Let’s face this argument point by point.
First, the figure Mr. Kuttner finds problematic is the 75 year present value of future expenditures in excess of future revenue. In other words, this is the total current dollar amount the government has promised minus the total amount of revenue they expect to take in. The Treasury Department explains “While these expenditures are currently not considered Government liabilities, they do have the potential to become liabilities in the future, based on the continuation of the social insurance programs’ provisions contained in current law.”
The often quoted statistic is that Medicare has $36.3 trillion and Social Security has $6.6 trillion in unfunded liabilities. These figures are taken directly from the 2008 Financial Report of the United States Government (see page 58-59 of the pdf: “Present value of future expenditures in excess of future revenue”). Opting to examine the nation’s long-term financial situation is hardly “shady accounting.”
Second, Mr. Kuttner believes Social Security to be nothing to worry about. Unfortunately, according to both the Social Security Trustees and the Congressional Budget Office Social Security is set to run annual cash flow deficits within the next ten years. Given the government has already sucked the Social Security Trust Fund dry, leaving behind IOU’s, the situation will soon become very real. The question then becomes does the government respond by raising taxes, cutting benefits, or implementing meaningful reform? The answer from the liberal camp is to sit back, relax, and do nothing.
Third, the Obama health care plan only reduces cost if specific criteria are met. As Professor Mark Pauly, a prominent health care economist at the University of Pennsylvania, explains:
The main problem is that these [popular, common methods] are “if only’ savings, which can be achieved “if only’ certain events would occur, such as physicians’ being willing to adopt health IT, consumers being willing to accept changes in diet and exercise. … There is little evidence that there are known methods to cause the “if only’ behavior to occur, and to occur quickly on a large enough scale to matter.”

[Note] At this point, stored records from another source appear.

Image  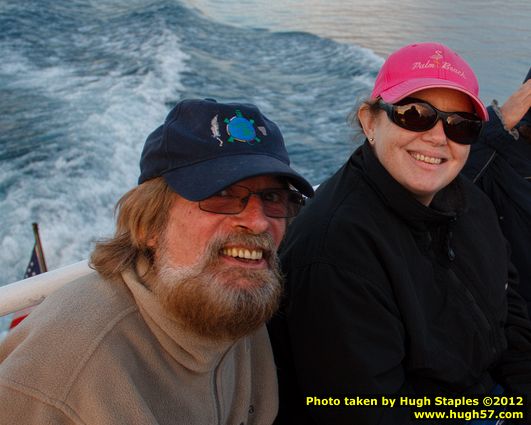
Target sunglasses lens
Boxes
[444,113,483,145]
[393,103,437,131]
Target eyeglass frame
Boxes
[376,97,484,145]
[198,184,306,218]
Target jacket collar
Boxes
[122,258,235,373]
[351,140,467,228]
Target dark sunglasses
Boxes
[199,184,304,218]
[379,97,483,145]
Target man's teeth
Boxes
[222,248,263,260]
[411,153,442,165]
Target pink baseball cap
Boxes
[371,43,489,121]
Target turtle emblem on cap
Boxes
[224,110,261,145]
[430,50,444,68]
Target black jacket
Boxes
[269,142,531,425]
[463,107,531,312]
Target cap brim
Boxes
[380,78,489,121]
[163,154,314,201]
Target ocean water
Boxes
[0,0,531,285]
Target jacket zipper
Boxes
[452,271,500,356]
[212,364,221,425]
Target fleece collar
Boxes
[351,140,468,227]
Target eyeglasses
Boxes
[199,184,304,218]
[379,97,483,145]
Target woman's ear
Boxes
[358,103,375,144]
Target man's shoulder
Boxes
[0,272,138,400]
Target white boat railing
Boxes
[0,260,92,317]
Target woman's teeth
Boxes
[411,153,442,165]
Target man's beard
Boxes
[150,232,282,340]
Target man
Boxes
[0,99,313,425]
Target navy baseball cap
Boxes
[138,99,313,201]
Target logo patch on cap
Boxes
[224,110,261,145]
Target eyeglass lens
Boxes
[199,185,304,218]
[382,99,483,144]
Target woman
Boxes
[270,43,531,425]
[463,69,531,314]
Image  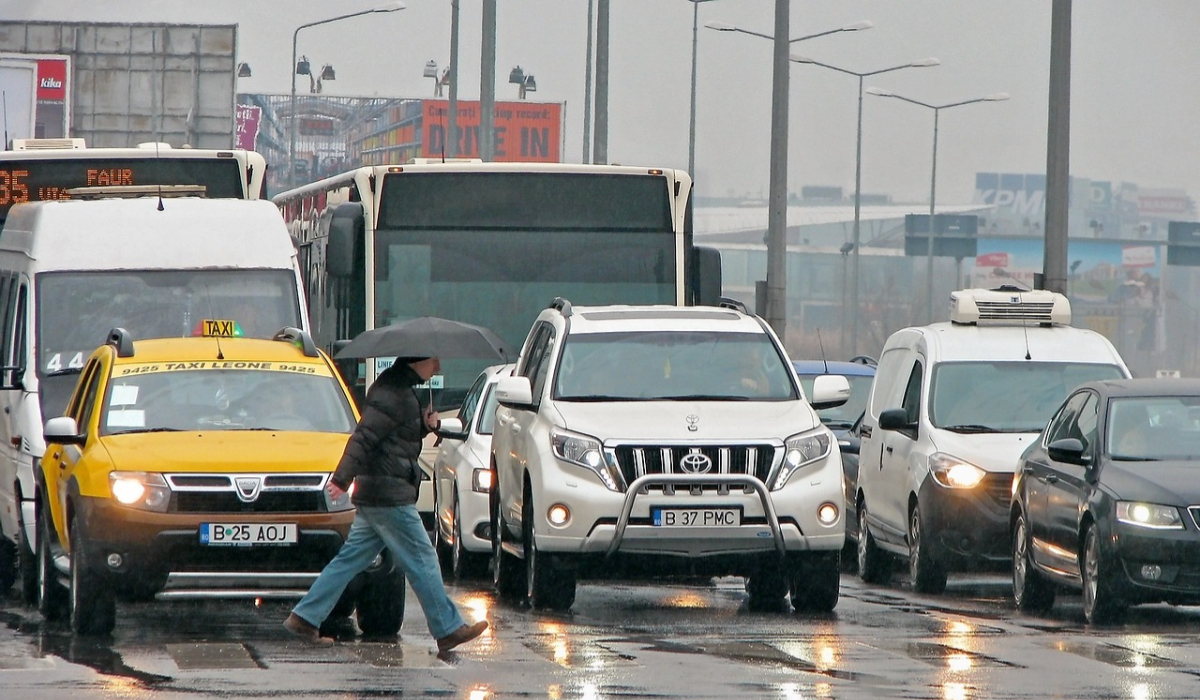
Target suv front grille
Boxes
[163,473,329,513]
[613,443,775,484]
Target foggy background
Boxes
[0,0,1200,205]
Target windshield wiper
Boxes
[944,423,1002,432]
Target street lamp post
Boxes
[288,2,406,187]
[688,0,712,180]
[704,12,872,342]
[791,55,941,357]
[866,88,1008,323]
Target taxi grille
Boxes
[166,473,329,513]
[613,443,775,484]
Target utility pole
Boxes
[479,0,496,162]
[1042,0,1070,294]
[592,0,608,163]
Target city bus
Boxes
[0,138,266,226]
[272,161,721,525]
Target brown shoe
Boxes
[283,612,334,646]
[438,620,487,652]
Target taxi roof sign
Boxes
[192,318,245,337]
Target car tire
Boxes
[1013,513,1057,612]
[491,482,526,603]
[521,491,575,611]
[37,508,67,621]
[746,555,791,612]
[68,517,116,635]
[908,503,947,596]
[856,501,892,584]
[1080,523,1128,624]
[791,551,841,612]
[354,551,404,638]
[450,491,487,581]
[17,522,37,605]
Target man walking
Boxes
[283,357,487,652]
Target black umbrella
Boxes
[334,316,508,360]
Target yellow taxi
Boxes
[36,319,404,635]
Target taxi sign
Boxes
[192,318,245,337]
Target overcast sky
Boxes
[9,0,1200,204]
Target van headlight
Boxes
[550,427,624,491]
[108,472,170,513]
[929,453,988,489]
[770,426,833,491]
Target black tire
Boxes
[17,522,37,605]
[491,490,526,603]
[854,501,892,584]
[521,491,575,610]
[791,551,841,612]
[1080,525,1128,624]
[450,491,487,581]
[746,555,791,612]
[908,503,947,596]
[68,517,116,635]
[37,508,67,621]
[354,551,404,636]
[1013,513,1057,612]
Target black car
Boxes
[1012,379,1200,624]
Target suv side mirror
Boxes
[496,377,533,408]
[809,375,850,411]
[880,408,917,431]
[42,415,88,444]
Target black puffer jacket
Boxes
[332,364,430,507]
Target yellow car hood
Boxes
[102,431,349,472]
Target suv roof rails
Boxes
[104,328,133,358]
[550,297,571,316]
[271,325,320,358]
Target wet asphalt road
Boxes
[0,575,1200,700]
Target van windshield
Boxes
[929,361,1126,432]
[554,330,799,401]
[35,269,301,417]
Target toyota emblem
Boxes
[679,449,713,474]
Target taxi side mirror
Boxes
[42,415,88,444]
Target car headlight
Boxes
[929,453,988,489]
[550,427,624,491]
[1117,501,1183,530]
[320,474,354,513]
[770,426,833,491]
[108,472,170,513]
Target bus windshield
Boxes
[373,172,679,408]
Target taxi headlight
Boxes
[550,427,623,491]
[770,426,833,491]
[108,472,170,513]
[929,453,988,489]
[1117,501,1183,530]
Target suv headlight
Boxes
[770,426,833,491]
[550,427,624,491]
[108,472,170,513]
[1117,501,1183,530]
[929,453,988,489]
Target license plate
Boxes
[650,508,742,527]
[200,522,299,546]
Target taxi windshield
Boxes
[100,361,354,435]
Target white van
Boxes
[0,196,308,600]
[857,287,1130,593]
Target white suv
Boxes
[491,299,850,611]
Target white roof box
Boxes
[950,287,1070,325]
[12,138,88,151]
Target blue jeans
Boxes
[292,505,466,639]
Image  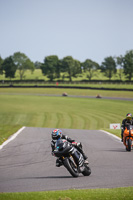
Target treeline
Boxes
[0,50,133,81]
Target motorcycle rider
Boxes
[121,113,133,142]
[51,129,88,167]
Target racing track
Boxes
[0,127,133,192]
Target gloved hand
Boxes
[51,151,55,156]
[72,141,82,148]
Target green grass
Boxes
[0,69,133,81]
[0,89,133,143]
[0,88,133,98]
[0,187,133,200]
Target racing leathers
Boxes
[51,134,88,167]
[121,117,133,142]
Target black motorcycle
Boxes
[54,139,91,177]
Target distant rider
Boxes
[51,129,88,167]
[121,113,133,142]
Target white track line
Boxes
[0,126,25,149]
[100,130,121,141]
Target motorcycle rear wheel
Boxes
[63,159,79,177]
[82,165,91,176]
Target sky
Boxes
[0,0,133,64]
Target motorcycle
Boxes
[123,125,133,151]
[54,139,91,177]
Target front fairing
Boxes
[54,139,72,157]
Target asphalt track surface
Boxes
[0,127,133,192]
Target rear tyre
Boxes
[82,165,91,176]
[63,159,79,177]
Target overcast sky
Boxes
[0,0,133,64]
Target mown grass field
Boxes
[0,88,133,200]
[0,88,133,143]
[0,187,133,200]
[0,69,133,81]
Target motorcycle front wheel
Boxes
[82,164,91,176]
[63,158,79,177]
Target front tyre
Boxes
[82,164,91,176]
[63,158,79,177]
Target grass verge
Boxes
[0,187,133,200]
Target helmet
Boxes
[52,129,62,140]
[126,113,132,121]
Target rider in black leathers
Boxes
[51,129,88,167]
[121,113,133,142]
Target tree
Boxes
[12,52,35,80]
[2,56,17,79]
[62,56,81,81]
[0,56,3,74]
[101,56,117,80]
[123,50,133,81]
[82,59,99,80]
[41,55,60,81]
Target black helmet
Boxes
[52,129,62,140]
[126,113,132,121]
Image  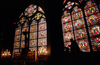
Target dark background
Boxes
[0,0,99,64]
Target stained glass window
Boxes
[61,0,91,52]
[14,42,20,48]
[13,4,47,55]
[72,6,90,52]
[62,11,74,48]
[21,41,25,48]
[25,4,37,17]
[38,6,44,13]
[84,1,100,51]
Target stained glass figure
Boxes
[73,18,85,29]
[13,4,47,55]
[64,32,74,42]
[15,28,21,35]
[23,22,28,27]
[39,23,46,30]
[38,38,47,46]
[72,6,90,52]
[29,47,37,51]
[30,32,37,39]
[38,47,47,55]
[72,12,83,20]
[29,40,37,47]
[15,35,20,41]
[38,6,44,13]
[31,20,37,25]
[22,27,28,32]
[77,39,90,52]
[38,31,47,38]
[64,42,71,48]
[19,17,26,24]
[33,13,42,20]
[62,16,71,23]
[63,22,72,33]
[86,15,100,26]
[30,25,37,32]
[89,25,100,37]
[21,34,25,40]
[24,4,37,17]
[14,42,20,48]
[75,28,87,39]
[13,49,19,53]
[91,37,100,51]
[84,1,100,51]
[85,6,99,16]
[65,1,74,9]
[21,41,25,48]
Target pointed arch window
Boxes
[62,1,90,52]
[13,4,47,56]
[84,1,100,51]
[72,6,90,52]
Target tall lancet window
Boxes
[13,4,47,56]
[84,1,100,51]
[72,6,90,52]
[62,11,74,51]
[61,1,90,52]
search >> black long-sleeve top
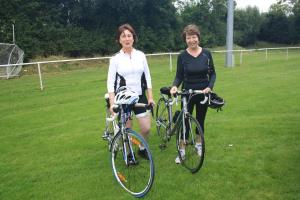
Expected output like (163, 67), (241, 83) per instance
(173, 49), (216, 90)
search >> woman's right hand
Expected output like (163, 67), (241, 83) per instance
(170, 86), (177, 95)
(109, 105), (116, 116)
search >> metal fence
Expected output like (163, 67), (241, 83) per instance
(0, 47), (300, 90)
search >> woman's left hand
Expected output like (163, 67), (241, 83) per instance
(202, 87), (211, 94)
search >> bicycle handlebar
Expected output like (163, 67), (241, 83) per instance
(171, 89), (208, 105)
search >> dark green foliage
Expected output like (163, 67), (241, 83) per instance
(0, 0), (300, 59)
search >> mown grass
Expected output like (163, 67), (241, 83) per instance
(0, 51), (300, 200)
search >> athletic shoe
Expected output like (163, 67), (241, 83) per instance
(138, 149), (149, 160)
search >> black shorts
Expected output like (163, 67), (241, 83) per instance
(132, 93), (149, 118)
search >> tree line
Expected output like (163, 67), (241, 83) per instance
(0, 0), (300, 59)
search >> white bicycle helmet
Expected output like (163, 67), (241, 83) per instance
(114, 88), (139, 105)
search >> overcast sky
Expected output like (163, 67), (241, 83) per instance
(235, 0), (276, 12)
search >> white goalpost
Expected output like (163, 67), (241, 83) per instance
(0, 43), (24, 79)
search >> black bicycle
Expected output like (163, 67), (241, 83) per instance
(155, 87), (208, 173)
(102, 90), (154, 197)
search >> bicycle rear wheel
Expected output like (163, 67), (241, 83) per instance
(111, 129), (154, 197)
(155, 98), (170, 148)
(176, 114), (205, 173)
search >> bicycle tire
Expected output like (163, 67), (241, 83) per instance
(155, 98), (170, 147)
(111, 129), (154, 197)
(176, 113), (205, 173)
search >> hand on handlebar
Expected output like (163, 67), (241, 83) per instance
(203, 87), (211, 94)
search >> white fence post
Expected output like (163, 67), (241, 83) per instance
(37, 62), (44, 90)
(240, 50), (243, 65)
(169, 53), (173, 72)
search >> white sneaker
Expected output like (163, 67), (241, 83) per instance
(195, 144), (202, 156)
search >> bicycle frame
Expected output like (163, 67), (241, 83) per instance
(157, 90), (208, 143)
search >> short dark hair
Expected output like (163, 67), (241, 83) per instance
(182, 24), (200, 41)
(116, 24), (138, 45)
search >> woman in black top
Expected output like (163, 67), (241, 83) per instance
(170, 24), (216, 163)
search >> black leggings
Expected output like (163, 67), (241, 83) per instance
(185, 94), (207, 137)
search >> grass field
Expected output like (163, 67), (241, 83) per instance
(0, 48), (300, 200)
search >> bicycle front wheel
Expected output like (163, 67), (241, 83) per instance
(111, 129), (154, 197)
(155, 98), (171, 147)
(176, 114), (205, 173)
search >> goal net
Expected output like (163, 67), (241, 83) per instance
(0, 43), (24, 79)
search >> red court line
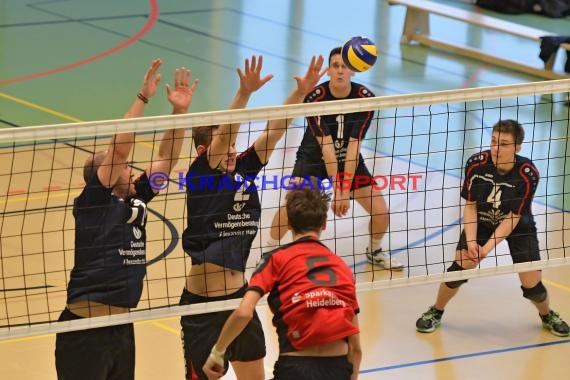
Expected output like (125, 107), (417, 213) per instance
(0, 0), (158, 86)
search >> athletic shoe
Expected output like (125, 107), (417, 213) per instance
(366, 248), (404, 270)
(416, 306), (443, 332)
(540, 310), (570, 336)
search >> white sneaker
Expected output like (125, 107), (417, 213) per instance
(366, 248), (404, 270)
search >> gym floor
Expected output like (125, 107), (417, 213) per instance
(0, 0), (570, 380)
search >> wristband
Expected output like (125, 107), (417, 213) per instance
(137, 92), (148, 104)
(210, 345), (226, 367)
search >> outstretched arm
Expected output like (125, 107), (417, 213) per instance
(348, 315), (362, 380)
(97, 59), (162, 187)
(254, 55), (326, 164)
(146, 67), (198, 185)
(202, 290), (261, 379)
(208, 55), (273, 168)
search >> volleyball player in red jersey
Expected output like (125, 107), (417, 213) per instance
(203, 179), (362, 380)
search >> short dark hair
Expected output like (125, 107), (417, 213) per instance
(192, 125), (218, 149)
(329, 46), (342, 66)
(285, 177), (329, 234)
(83, 150), (107, 183)
(493, 119), (524, 145)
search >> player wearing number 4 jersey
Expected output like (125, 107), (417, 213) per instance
(204, 179), (362, 380)
(416, 120), (569, 336)
(266, 47), (403, 270)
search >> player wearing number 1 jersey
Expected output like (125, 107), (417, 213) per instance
(266, 47), (403, 270)
(180, 56), (324, 380)
(204, 179), (362, 380)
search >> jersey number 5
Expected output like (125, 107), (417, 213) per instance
(306, 256), (336, 286)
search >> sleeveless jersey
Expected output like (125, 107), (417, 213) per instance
(461, 150), (540, 232)
(67, 173), (155, 308)
(248, 237), (359, 352)
(297, 81), (374, 168)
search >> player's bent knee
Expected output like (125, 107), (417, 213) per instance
(521, 281), (548, 303)
(445, 261), (467, 289)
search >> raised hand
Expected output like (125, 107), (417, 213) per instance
(237, 55), (273, 95)
(140, 58), (162, 99)
(293, 55), (327, 94)
(166, 67), (198, 114)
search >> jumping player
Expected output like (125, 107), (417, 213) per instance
(266, 47), (404, 270)
(416, 120), (568, 336)
(180, 56), (324, 380)
(200, 179), (362, 380)
(55, 59), (198, 380)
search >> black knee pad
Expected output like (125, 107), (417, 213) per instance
(445, 261), (467, 289)
(521, 281), (548, 303)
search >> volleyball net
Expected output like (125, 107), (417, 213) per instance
(0, 80), (570, 339)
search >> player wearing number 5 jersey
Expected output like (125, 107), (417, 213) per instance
(204, 180), (362, 380)
(266, 47), (403, 270)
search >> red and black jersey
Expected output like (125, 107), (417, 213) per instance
(248, 237), (359, 353)
(182, 145), (264, 272)
(297, 81), (375, 168)
(461, 150), (540, 232)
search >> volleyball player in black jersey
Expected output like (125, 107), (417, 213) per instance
(416, 120), (568, 336)
(266, 47), (403, 270)
(55, 59), (197, 380)
(180, 56), (324, 380)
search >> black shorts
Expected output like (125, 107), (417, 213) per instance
(291, 155), (372, 191)
(456, 225), (540, 264)
(180, 285), (265, 380)
(273, 356), (352, 380)
(55, 308), (135, 380)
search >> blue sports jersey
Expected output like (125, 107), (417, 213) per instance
(182, 146), (264, 272)
(297, 81), (374, 171)
(67, 173), (155, 308)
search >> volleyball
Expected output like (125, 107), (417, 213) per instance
(341, 36), (378, 72)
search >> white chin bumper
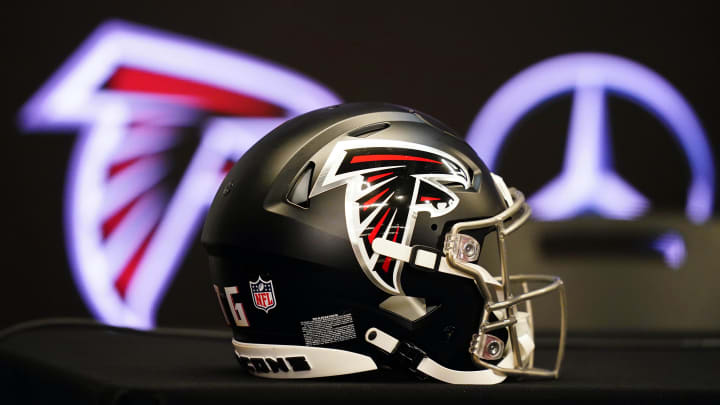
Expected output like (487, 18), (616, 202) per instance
(232, 314), (535, 385)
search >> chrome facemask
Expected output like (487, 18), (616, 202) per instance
(443, 188), (567, 378)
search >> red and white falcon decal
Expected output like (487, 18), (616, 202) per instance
(310, 140), (471, 294)
(20, 21), (339, 328)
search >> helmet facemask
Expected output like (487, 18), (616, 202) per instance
(443, 189), (567, 378)
(373, 185), (566, 384)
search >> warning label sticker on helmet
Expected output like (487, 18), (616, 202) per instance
(300, 313), (356, 346)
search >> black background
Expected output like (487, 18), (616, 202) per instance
(0, 1), (720, 327)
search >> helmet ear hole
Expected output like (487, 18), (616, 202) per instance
(287, 162), (315, 208)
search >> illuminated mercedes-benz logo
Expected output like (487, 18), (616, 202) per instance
(466, 53), (715, 223)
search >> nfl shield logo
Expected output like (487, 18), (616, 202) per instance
(250, 276), (276, 313)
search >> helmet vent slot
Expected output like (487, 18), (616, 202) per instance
(348, 122), (390, 138)
(287, 162), (315, 208)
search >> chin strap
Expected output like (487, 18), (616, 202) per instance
(365, 328), (513, 385)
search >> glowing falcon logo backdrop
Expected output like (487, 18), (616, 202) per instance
(21, 21), (339, 328)
(310, 140), (471, 294)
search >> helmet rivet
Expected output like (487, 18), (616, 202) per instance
(487, 341), (500, 357)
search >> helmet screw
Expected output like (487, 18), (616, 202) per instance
(487, 341), (500, 357)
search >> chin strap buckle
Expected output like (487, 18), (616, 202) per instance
(391, 342), (427, 380)
(365, 328), (427, 380)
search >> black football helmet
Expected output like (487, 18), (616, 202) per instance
(202, 103), (566, 384)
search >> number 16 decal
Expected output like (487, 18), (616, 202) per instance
(213, 284), (250, 326)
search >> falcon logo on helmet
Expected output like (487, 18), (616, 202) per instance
(310, 140), (471, 294)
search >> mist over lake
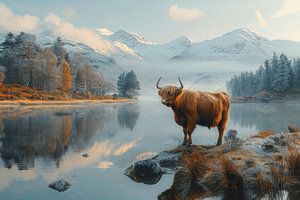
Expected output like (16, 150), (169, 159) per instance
(0, 98), (300, 199)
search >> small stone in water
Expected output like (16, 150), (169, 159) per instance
(48, 179), (71, 192)
(82, 153), (90, 158)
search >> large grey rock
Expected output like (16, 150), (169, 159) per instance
(48, 179), (71, 192)
(124, 159), (163, 185)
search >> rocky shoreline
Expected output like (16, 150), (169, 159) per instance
(125, 126), (300, 200)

Heritage Foundation analysts also point out:
The efficacy of these “if only’ savings has been seriously questioned by the Congressional Budget Office (CBO). The CBO has reported that evidence of disease management, comparative effectiveness, health information technology, or prescription drug re-importation reducing costs quickly and appreciably is lacking.
Finally, Mr. Kuttner recalls his own version of American history. He states:
History provides a parallel. At the end of World War II, the public debt was about 120 percent of GDP — about three times today’s ratio…. all that debt went to recapitalize American industry, advance science and technology, retrain our unemployed and put them to work.
And I thought all that debt went to defeat the axis powers. My mistake.